Background
Event stream processing is one of the common IoT scenarios that we observe in the manufacturing industry. Our customer was looking for an event stream processing solution to process all telemetry data generated by several sensors in their office building in real-time. The events that were sent to Event Hub contained roughly 70k telemetry data per second in total, which is around 10 MB per second in terms of package size.
The following shows the overall architecture of our solution:
The event streaming solution that we came up with, also shared in this public DataOps repo, demonstrates how Azure Event Hubs can be used to stream the telemetry data, and serverless functions can be utilized to filter, process, and split the stream. We have an IoT simulator that simulates the actual sensors that are sending the event stream. That telemetry data is streamed to an Azure Event Hub. Event-triggered Azure Functions will process events in batches, and push to the next Event Hub for further processing.
In this event streaming scenario, performance is critical to ensure that processing does not ‘fall behind’ the rate that new events are sent. Meaning that, this solution will need to scale fast and be capable of handling the large load.
Challenges and Objectives
As we finished building most of the parts in our system, we wanted to move on to understand the performance of the system. We needed to understand if our system’s performance meets our customer’s requirements in terms of the expected load. Here are some performance benchmarks that we were interested in for this event streaming scenario:
- Can our system handle the expected load of events? Any bottleneck or failures?
- How many Azure Functions instances are required to handle the load?
- How long does it take for an event to be processed since generated?
To understand these performance benchmarks, “Observability” became an important aspect that we needed to look into. With good observability in place, we can easily monitor the health and performance of our system. We can also perform several load tests with some tweaks in the system and be able to know the influence in performance right away.
The following sections will explain how we easily gained insight into these performance metrics listed above thanks to the rich visualizations in Azure Application Insights.
Solution
Azure Functions offer built-in integration with Application Insights. From App Insights, you can get information such as the number of Azure Function instances, request and dependency telemetry of the Azure Function, etc.
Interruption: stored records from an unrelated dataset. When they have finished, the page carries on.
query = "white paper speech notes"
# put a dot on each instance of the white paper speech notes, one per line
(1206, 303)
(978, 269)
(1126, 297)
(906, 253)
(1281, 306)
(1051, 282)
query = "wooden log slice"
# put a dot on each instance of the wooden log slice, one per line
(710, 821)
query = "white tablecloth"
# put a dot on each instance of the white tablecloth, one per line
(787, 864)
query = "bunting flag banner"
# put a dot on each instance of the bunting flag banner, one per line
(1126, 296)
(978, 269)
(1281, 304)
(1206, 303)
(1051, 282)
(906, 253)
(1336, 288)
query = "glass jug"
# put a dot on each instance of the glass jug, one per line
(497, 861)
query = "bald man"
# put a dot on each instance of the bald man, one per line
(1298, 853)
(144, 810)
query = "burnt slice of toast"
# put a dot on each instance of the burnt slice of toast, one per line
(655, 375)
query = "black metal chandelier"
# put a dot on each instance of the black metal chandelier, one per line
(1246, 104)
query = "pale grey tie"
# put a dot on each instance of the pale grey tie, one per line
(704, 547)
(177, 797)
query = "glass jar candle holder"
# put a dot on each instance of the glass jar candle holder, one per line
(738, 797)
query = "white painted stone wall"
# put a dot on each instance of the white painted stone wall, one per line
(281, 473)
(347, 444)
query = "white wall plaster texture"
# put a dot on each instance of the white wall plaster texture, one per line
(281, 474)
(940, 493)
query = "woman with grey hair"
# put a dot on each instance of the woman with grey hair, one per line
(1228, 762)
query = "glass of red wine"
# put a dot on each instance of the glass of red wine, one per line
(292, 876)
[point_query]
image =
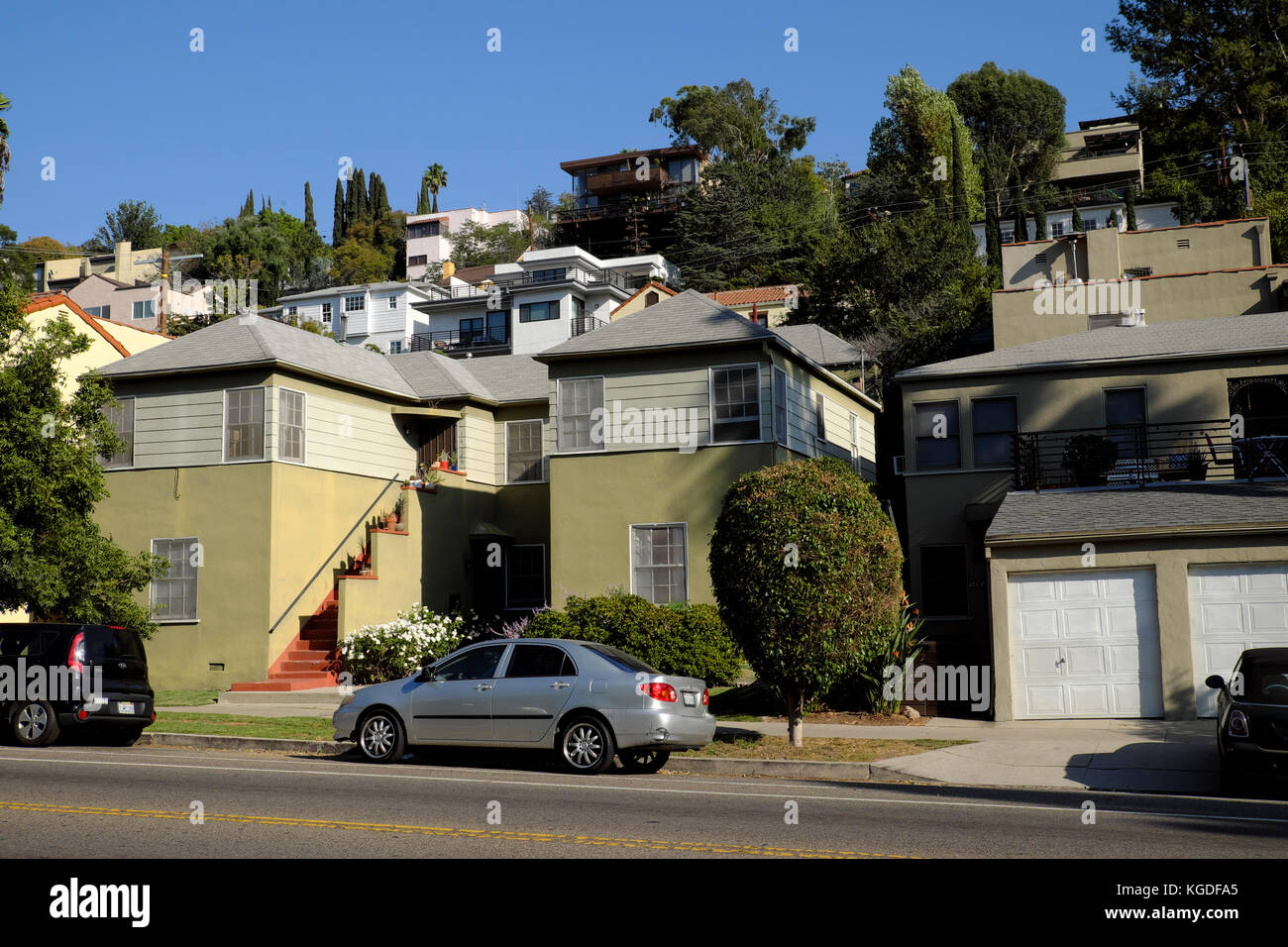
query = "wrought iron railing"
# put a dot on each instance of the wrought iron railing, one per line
(1144, 454)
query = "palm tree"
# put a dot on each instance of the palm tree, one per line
(4, 146)
(436, 178)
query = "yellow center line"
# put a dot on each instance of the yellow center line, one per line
(449, 832)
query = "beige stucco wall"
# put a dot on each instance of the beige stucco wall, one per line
(1170, 558)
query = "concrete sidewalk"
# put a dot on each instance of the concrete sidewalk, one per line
(1146, 755)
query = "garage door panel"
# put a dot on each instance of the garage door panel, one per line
(1107, 626)
(1233, 608)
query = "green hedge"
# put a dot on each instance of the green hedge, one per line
(683, 639)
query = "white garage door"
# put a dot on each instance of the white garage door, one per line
(1232, 608)
(1085, 644)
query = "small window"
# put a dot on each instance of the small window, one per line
(121, 418)
(581, 402)
(660, 562)
(174, 595)
(995, 425)
(523, 451)
(944, 582)
(290, 425)
(935, 431)
(244, 424)
(735, 403)
(526, 577)
(539, 312)
(540, 661)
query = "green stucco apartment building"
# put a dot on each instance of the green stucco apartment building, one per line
(263, 459)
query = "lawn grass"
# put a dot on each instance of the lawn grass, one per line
(758, 746)
(184, 698)
(240, 725)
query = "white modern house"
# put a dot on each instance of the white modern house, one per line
(429, 235)
(378, 315)
(545, 298)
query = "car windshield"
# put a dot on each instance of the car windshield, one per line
(621, 659)
(1265, 682)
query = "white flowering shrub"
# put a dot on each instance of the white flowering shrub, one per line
(397, 648)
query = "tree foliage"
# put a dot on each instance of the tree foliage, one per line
(806, 569)
(54, 561)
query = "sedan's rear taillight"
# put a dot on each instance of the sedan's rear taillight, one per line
(76, 654)
(1236, 724)
(660, 690)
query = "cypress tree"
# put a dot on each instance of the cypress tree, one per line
(338, 224)
(309, 221)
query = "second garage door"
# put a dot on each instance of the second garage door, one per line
(1233, 608)
(1085, 644)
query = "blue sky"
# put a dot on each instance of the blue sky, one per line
(283, 90)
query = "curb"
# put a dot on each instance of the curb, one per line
(217, 742)
(709, 766)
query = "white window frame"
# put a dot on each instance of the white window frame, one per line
(505, 460)
(711, 405)
(128, 466)
(188, 543)
(603, 393)
(304, 427)
(630, 551)
(223, 429)
(545, 574)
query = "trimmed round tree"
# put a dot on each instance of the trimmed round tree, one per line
(805, 566)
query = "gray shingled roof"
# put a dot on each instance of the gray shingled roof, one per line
(683, 321)
(494, 377)
(819, 344)
(1227, 335)
(1173, 509)
(241, 342)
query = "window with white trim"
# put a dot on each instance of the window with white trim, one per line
(579, 402)
(174, 595)
(290, 425)
(660, 562)
(244, 424)
(523, 451)
(735, 403)
(121, 418)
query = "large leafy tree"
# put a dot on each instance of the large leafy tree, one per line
(806, 570)
(54, 561)
(732, 121)
(137, 222)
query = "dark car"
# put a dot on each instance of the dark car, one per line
(114, 696)
(1252, 718)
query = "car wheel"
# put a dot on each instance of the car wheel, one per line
(35, 724)
(587, 745)
(643, 761)
(380, 737)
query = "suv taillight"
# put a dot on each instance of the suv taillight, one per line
(76, 654)
(1237, 724)
(660, 690)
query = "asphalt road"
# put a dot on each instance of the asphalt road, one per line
(76, 801)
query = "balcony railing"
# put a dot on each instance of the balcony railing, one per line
(1144, 454)
(454, 339)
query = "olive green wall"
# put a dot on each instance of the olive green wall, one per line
(593, 499)
(1168, 556)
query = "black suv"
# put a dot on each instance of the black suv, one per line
(123, 706)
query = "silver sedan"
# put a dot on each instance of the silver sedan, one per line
(584, 699)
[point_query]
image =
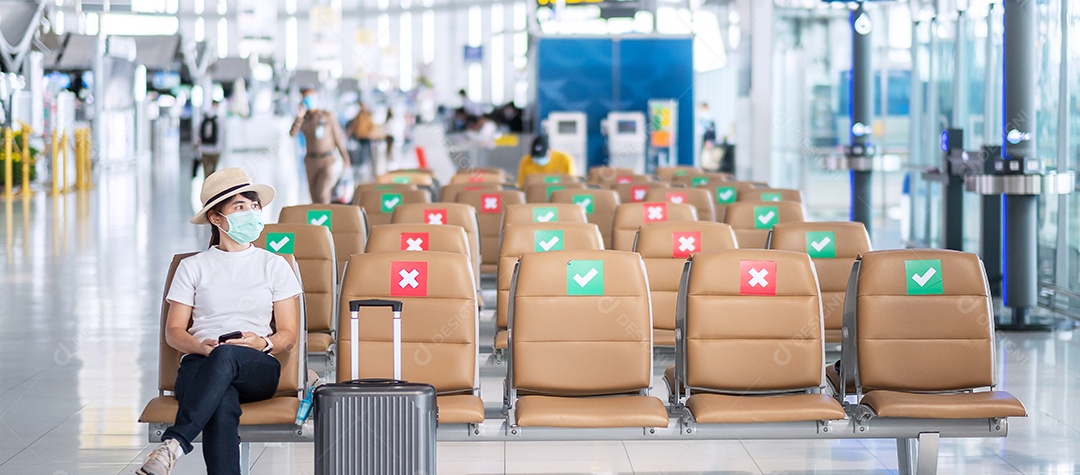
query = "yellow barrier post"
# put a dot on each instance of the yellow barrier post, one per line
(56, 164)
(8, 175)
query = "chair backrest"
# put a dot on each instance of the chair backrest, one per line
(454, 214)
(576, 333)
(543, 213)
(771, 194)
(664, 247)
(379, 205)
(538, 238)
(449, 192)
(552, 178)
(834, 247)
(635, 192)
(669, 173)
(753, 220)
(490, 206)
(439, 319)
(751, 323)
(312, 247)
(631, 216)
(599, 207)
(348, 225)
(701, 199)
(922, 320)
(293, 362)
(604, 175)
(541, 192)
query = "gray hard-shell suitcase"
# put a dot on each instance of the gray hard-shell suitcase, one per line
(375, 425)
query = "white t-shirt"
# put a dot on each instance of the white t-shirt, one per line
(232, 292)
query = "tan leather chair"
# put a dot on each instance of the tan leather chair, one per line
(530, 238)
(631, 216)
(599, 207)
(379, 205)
(490, 206)
(666, 174)
(771, 194)
(279, 410)
(439, 326)
(348, 225)
(605, 175)
(833, 246)
(454, 214)
(753, 220)
(580, 348)
(543, 213)
(751, 345)
(635, 192)
(664, 246)
(449, 192)
(541, 192)
(920, 343)
(312, 247)
(552, 178)
(701, 199)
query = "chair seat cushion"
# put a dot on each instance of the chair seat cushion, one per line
(991, 404)
(723, 408)
(272, 411)
(320, 342)
(591, 412)
(460, 409)
(663, 337)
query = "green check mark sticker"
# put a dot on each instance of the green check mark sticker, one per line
(923, 276)
(281, 242)
(584, 277)
(321, 217)
(821, 244)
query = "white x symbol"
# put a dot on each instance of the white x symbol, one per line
(656, 213)
(408, 279)
(757, 277)
(686, 244)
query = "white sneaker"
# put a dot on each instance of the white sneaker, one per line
(162, 459)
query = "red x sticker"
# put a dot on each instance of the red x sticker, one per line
(415, 241)
(757, 277)
(655, 212)
(685, 243)
(408, 279)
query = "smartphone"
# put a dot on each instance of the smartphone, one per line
(230, 336)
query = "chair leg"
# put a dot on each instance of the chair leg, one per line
(905, 456)
(928, 453)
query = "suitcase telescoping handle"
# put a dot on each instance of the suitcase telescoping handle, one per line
(395, 306)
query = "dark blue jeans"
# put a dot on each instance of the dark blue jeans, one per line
(210, 390)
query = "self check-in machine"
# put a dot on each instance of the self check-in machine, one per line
(568, 133)
(625, 139)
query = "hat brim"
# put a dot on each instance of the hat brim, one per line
(266, 193)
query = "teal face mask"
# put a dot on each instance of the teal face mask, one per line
(244, 227)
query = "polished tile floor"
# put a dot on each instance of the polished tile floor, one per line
(82, 277)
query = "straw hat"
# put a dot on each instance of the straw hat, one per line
(227, 182)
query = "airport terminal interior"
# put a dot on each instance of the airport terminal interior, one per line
(849, 228)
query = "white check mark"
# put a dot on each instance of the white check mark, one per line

When working with event-triggered Azure Functions with Event Hub, App Insights is also capable of tracking the outgoing dependency telemetries to Event Hub, calculating the time spent in Event Hub queue (image 3), showing the end-to-end flow of the system connected through Event Hubs (image 2), and so on.
This section introduces four useful features and insights you can get from App Insights: Application Map, End-to-end transaction details, number of Azure Function scaled instances, and end-to-end latency.
1. Application Map
Application Map shows how the components in a system are interacting with each other and shows the average of each transaction duration. The transactions that contain failures are marked in red. The percentage of the failing transactions are also indicated aside. From Application Map, you can easily tell which part of the system is failing, or which part of the system might be causing a bottleneck and needs improvement.
After sending the expected load to your system, you can go to App Insights in the Azure portal, and on the sidebar, click on Application Map. You may need to press “update map components” if the components are tracked by different App Insights.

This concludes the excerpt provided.